A Pew Internet and American Life Project survey found that 392 of 799 randomly selected teens reported texting with their friends every day. Calculate and interpret a 95% confidence interval for the population proportion p that would report texting with their friends every day.

Answer 1

To calculate a 95% confidence interval for the population proportion p in this case, we can use the formula: CI = p ± Z * sqrt((p * (1-p))/n). Plugging in the values, the confidence interval is: 0.4622 to 0.5189.

Step-by-step explanation:

To calculate a confidence interval for the population proportion p, we can use the formula:

CI = p ± Z * sqrt((p * (1-p))/n)

In this case, the sample proportion is 392/799 = 0.4906. We want a 95% confidence interval, so the Z-value is 1.96 (from a standard normal distribution). The sample size, n, is 799. Plugging these values into the formula, we get:

CI = 0.4906 ± 1.96 * sqrt((0.4906 * (1-0.4906))/799)

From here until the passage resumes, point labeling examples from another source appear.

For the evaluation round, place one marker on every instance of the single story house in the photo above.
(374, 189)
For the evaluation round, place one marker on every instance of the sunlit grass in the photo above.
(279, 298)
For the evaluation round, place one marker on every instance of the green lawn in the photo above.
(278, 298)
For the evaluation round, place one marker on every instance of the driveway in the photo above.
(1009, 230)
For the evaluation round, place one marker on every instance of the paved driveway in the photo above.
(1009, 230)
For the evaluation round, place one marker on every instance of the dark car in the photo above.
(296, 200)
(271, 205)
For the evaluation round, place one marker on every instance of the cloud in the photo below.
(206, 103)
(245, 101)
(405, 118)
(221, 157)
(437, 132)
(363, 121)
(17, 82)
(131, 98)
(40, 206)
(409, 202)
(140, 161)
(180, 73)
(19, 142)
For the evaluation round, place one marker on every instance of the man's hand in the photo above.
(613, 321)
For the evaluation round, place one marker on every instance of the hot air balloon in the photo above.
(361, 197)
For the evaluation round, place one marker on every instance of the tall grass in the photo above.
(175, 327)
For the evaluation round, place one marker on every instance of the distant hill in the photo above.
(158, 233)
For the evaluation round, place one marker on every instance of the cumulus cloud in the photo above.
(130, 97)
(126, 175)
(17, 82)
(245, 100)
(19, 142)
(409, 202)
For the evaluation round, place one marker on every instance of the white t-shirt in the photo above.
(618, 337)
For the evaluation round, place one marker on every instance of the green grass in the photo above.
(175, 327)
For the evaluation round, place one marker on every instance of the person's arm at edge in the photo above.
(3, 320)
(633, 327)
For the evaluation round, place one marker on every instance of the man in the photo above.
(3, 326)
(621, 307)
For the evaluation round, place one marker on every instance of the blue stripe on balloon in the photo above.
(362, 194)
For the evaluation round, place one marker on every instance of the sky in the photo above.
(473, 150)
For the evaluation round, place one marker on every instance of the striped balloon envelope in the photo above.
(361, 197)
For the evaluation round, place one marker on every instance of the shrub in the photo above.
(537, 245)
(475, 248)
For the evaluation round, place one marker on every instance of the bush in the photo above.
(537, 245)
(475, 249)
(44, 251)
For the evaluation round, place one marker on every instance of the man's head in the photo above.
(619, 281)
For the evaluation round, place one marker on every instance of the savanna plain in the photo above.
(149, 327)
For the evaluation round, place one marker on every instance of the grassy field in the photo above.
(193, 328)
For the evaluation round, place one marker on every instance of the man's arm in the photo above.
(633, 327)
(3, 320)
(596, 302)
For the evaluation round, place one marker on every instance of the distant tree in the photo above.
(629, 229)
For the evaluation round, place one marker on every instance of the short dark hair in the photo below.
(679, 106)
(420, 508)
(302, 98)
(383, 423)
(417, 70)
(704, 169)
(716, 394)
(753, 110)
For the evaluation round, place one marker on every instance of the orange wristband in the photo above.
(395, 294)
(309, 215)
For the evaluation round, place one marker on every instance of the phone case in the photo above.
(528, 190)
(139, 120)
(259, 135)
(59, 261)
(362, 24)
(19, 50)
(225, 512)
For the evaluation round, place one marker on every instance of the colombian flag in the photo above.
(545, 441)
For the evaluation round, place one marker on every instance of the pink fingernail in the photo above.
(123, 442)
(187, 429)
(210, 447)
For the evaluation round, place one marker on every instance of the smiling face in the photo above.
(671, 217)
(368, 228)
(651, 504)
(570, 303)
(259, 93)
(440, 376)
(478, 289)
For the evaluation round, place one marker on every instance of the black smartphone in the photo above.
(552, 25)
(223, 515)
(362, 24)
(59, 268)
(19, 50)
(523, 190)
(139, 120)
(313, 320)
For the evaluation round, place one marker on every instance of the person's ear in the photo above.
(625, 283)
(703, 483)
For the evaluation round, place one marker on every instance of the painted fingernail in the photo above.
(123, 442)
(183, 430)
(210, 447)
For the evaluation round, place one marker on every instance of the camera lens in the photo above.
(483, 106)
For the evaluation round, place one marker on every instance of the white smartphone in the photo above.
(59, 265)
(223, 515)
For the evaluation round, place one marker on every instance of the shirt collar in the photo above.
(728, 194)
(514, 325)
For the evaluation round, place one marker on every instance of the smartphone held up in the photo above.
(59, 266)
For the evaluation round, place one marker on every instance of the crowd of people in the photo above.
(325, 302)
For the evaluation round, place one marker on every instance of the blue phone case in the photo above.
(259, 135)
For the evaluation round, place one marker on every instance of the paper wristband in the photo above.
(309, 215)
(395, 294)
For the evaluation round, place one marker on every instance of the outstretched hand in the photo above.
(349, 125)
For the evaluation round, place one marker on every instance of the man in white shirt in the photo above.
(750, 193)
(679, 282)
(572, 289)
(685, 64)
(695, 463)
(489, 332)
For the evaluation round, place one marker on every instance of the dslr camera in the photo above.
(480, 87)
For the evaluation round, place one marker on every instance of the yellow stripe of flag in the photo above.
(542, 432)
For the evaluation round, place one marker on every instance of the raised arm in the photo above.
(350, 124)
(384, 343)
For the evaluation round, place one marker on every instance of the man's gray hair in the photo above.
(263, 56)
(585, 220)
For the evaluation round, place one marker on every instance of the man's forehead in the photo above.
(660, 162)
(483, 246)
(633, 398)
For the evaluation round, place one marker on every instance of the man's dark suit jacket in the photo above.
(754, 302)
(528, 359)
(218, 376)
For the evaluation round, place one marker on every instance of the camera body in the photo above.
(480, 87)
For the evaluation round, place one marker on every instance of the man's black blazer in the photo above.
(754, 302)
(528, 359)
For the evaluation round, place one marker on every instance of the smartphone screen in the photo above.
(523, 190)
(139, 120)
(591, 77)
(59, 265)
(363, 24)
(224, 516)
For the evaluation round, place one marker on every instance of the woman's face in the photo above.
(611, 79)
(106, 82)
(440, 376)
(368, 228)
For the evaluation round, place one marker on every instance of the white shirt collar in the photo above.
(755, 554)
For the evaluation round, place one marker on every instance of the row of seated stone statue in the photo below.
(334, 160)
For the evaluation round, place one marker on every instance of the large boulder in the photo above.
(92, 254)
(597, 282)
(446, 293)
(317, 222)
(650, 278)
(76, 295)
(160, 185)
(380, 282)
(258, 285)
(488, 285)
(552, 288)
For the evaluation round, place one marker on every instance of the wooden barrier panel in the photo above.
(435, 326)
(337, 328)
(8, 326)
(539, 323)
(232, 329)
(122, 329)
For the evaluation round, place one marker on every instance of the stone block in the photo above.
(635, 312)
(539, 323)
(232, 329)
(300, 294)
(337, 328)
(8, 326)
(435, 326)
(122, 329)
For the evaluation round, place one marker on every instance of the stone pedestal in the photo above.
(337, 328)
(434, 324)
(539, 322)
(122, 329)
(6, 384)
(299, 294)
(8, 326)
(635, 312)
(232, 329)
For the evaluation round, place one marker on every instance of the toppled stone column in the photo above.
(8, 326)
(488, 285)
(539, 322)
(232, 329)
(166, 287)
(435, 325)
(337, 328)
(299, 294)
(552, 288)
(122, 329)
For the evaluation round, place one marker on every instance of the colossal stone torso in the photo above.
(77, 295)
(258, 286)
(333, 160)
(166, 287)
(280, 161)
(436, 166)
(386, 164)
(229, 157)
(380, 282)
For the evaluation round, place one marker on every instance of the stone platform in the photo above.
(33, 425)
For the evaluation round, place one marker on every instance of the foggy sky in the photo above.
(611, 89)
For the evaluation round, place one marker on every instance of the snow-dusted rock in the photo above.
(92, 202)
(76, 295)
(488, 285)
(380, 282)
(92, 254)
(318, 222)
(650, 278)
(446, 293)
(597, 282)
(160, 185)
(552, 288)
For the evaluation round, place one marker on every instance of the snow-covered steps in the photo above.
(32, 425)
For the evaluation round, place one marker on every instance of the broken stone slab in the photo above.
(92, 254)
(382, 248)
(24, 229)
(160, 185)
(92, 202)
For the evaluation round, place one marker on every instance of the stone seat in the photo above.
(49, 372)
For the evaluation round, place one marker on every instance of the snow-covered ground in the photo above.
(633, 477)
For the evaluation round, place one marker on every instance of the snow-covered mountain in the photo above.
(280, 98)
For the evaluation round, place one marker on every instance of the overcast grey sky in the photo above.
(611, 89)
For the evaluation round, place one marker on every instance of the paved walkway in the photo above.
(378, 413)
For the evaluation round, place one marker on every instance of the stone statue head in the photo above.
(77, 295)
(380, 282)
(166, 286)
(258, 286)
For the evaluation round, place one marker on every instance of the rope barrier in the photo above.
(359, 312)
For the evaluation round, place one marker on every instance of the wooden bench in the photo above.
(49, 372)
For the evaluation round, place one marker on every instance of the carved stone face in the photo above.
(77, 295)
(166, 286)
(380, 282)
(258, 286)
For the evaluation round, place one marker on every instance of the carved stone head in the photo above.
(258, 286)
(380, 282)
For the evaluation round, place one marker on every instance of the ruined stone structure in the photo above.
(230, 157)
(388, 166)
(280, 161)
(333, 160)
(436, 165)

Calculating the values, we get:

CI = 0.4906 ± 0.0284

This means we can be 95% confident that the true proportion of teens who report texting with their friends every day is between 0.4622 and 0.5189.

Answer 2

Answer with explanation:

The confidence interval for population proportion (p) is given by :-

`\hat{p}\pm z^*\sqrt{\frac{\hat{p}(1-\hat{p})}{n}}`

, where
`\hat{p}` = sample proportion

n= Sample size

z*= Critical z-value.

Let p = population proportion of teens that would report texting with their friends every day.

As per given , we have

n=799

`\hat{p}=(392)/(799)=0.49`

Critical z value for 95% confidence = z* =1.96

Now , the 95% confidence interval for the population proportion p that would report texting with their friends every day. would be:

`0.49\pm 1.96\sqrt{(0.49(1-0.49))/(799)}`

`0.49\pm 1.96√(0.000312765957447)`

`0.49\pm 1.96(0.01768519)`

`0.49\pm 0.03466 =(0.49-0.03466,\ 0.49+0.03466)`

`=(0.45534,\ 0.52466)\approx(0.46,\ 0.52)`

95% confidence interval for the population proportion p: (0.46, 0.52)

Interpretation: We are 95% confident that the true population proportion p of teens that would report texting with their friends every day lies in (0.46, 0.52).